The fundamental cleavage that exists between the two Nazanins at the beginning of the book is precisely what “dogmatism” means for Hegel: “Dogmatism consists in the tenacity which draws a hard and fast line between certain terms and others opposite to them. We may see this clearly in the strict ‘either–or’: for instance, the world is either finite or infinite; but one of these two it must be. The contrary of this rigidity is the characteristic of all Speculative truth.” The arbitrary election of Fatehi was in actuality Afshin-Jam’s own self-election, precisely due to the coincidence of names.

What we are left with is someone who wants to dogmatically assume an organic unity with the world (by identifying with those who are subject to human rights abuses) but by doing so from an independent standpoint. However, she appears to be failing even in this latter respect and it is from here that the first failure we just described becomes possible. On July 25, Afshin-Jam complained that a Maritimes journalist contributed to a trend that has been rendering her nameless due to her high-profile marriage to current Canadian Defence Minister Peter MacKay and, to a lesser extent, the aforementioned Miss Canada title. Traditionally, the wives of Canadian politicians are meant to be not so much passive, but rather be silent pillars of support for their husbands. Additionally, being crowned Miss Canada has contributed to her political positions becoming concealed behind a facade of appearances (or are they appearances in themselves?). Unfortunately, this runs contrary to the pledge that she made during the Miss World competition that “If I win … I would use my platform to speak on global issues so that people would see our interconnectedness, not our separateness.” While her initial aim (regardless of whether she won or not) was to become interconnected with the wretched, she has in actual fact integrated herself into the impersonal and anonymous world of discursive dependence in which one’s features are expunged under the weight of the watered down injunction to ‘uphold human rights.’ Thus, in those instances where Afshin-Jam wants to be interconnected, she is isolated, and in those instances where she wants to be independent, she is chained to specific ideological norms.

This deadlock, when combined with the irrational compulsion to simply ‘do something,’ has resulted in her becoming complicit in a whole series of measures and machinations that will eventually result in greater hardships for the Iranian people. By adopting the age-old activist mantra to publicize matters as quickly and effectively as possible, Afshin-Jam and her colleagues have sparked the dissemination of platitudes and paranoia, matters that play perfectly into the hands of conservative think-tanks, news organs and governments that are keenly interested in ratcheting up a jingoistic and uncompromising foreign policy which only seeks the full pacification and submission of the Iranian nation.

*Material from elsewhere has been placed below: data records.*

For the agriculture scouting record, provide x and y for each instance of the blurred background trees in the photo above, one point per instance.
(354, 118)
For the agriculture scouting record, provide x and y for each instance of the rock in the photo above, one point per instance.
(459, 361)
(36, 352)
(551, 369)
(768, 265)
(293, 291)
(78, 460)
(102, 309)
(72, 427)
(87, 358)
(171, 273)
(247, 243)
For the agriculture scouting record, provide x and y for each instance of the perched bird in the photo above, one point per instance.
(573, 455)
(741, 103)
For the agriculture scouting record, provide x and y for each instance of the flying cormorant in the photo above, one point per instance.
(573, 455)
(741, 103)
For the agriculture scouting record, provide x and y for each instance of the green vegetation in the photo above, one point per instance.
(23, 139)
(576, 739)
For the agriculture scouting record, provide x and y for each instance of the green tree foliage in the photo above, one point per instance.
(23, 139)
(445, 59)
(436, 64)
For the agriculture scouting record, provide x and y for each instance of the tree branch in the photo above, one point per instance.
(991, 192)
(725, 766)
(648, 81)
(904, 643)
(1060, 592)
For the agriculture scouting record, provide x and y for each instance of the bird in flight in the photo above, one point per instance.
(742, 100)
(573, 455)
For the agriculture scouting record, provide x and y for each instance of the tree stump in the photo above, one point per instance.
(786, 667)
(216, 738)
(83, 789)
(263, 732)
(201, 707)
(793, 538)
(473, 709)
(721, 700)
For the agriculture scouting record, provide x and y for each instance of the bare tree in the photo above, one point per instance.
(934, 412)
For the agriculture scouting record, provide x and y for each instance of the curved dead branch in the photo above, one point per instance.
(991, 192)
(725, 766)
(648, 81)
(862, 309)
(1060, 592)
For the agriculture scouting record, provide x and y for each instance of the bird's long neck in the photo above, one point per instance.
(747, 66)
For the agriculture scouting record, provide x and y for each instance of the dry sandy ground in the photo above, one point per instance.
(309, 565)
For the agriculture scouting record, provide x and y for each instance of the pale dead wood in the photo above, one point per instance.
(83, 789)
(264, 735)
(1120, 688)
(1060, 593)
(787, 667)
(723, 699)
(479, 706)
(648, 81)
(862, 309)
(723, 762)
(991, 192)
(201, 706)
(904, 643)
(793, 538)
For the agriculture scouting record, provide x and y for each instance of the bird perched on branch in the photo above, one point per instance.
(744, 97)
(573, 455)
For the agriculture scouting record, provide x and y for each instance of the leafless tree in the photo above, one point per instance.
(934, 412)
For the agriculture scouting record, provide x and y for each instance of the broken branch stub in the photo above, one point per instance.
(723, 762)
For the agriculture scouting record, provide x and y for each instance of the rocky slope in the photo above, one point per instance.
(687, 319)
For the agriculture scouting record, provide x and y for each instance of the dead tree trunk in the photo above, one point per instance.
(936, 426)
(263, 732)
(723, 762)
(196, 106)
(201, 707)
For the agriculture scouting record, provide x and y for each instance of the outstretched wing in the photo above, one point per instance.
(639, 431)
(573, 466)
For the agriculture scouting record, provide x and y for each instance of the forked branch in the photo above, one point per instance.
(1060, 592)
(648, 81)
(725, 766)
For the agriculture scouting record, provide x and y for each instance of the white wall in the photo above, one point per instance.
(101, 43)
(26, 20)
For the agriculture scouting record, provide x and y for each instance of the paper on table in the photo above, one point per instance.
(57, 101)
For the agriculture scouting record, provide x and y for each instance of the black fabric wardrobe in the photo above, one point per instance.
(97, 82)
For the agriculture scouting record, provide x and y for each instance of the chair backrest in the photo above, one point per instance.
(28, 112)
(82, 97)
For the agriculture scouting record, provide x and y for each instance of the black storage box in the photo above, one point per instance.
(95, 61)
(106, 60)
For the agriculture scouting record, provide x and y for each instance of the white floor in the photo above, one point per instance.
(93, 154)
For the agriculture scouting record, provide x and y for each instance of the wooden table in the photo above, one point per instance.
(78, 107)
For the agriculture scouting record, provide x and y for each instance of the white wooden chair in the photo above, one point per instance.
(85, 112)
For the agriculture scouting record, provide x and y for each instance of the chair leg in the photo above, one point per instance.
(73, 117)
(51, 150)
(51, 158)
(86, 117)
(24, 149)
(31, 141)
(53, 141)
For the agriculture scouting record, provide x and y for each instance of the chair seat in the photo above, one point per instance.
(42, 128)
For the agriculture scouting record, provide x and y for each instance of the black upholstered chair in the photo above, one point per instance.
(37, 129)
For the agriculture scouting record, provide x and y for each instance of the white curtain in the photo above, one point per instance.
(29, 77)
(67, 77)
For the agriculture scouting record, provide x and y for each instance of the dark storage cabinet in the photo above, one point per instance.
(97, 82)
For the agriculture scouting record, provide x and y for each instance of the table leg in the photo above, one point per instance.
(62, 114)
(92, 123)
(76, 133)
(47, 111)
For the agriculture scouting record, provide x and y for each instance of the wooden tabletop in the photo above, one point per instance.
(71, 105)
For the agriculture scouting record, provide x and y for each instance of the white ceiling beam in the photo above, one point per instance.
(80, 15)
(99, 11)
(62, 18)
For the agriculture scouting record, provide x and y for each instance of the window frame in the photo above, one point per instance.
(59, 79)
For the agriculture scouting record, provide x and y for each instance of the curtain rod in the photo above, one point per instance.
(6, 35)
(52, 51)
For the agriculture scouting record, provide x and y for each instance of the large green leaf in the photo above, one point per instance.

Unfortunately for us, Iranian-Canadian human rights activists have taken the helm of opposition efforts here in Canada. Activism of this variety is considered to be a profession geared toward social change but due to the sporadic and tediously repetitious nature of the human rights polemic, this profession has been able to reduce the debate to such pathetically narrow and specious parameters that any semblance of a possible creative intervention is deemed counter-productive and menacing.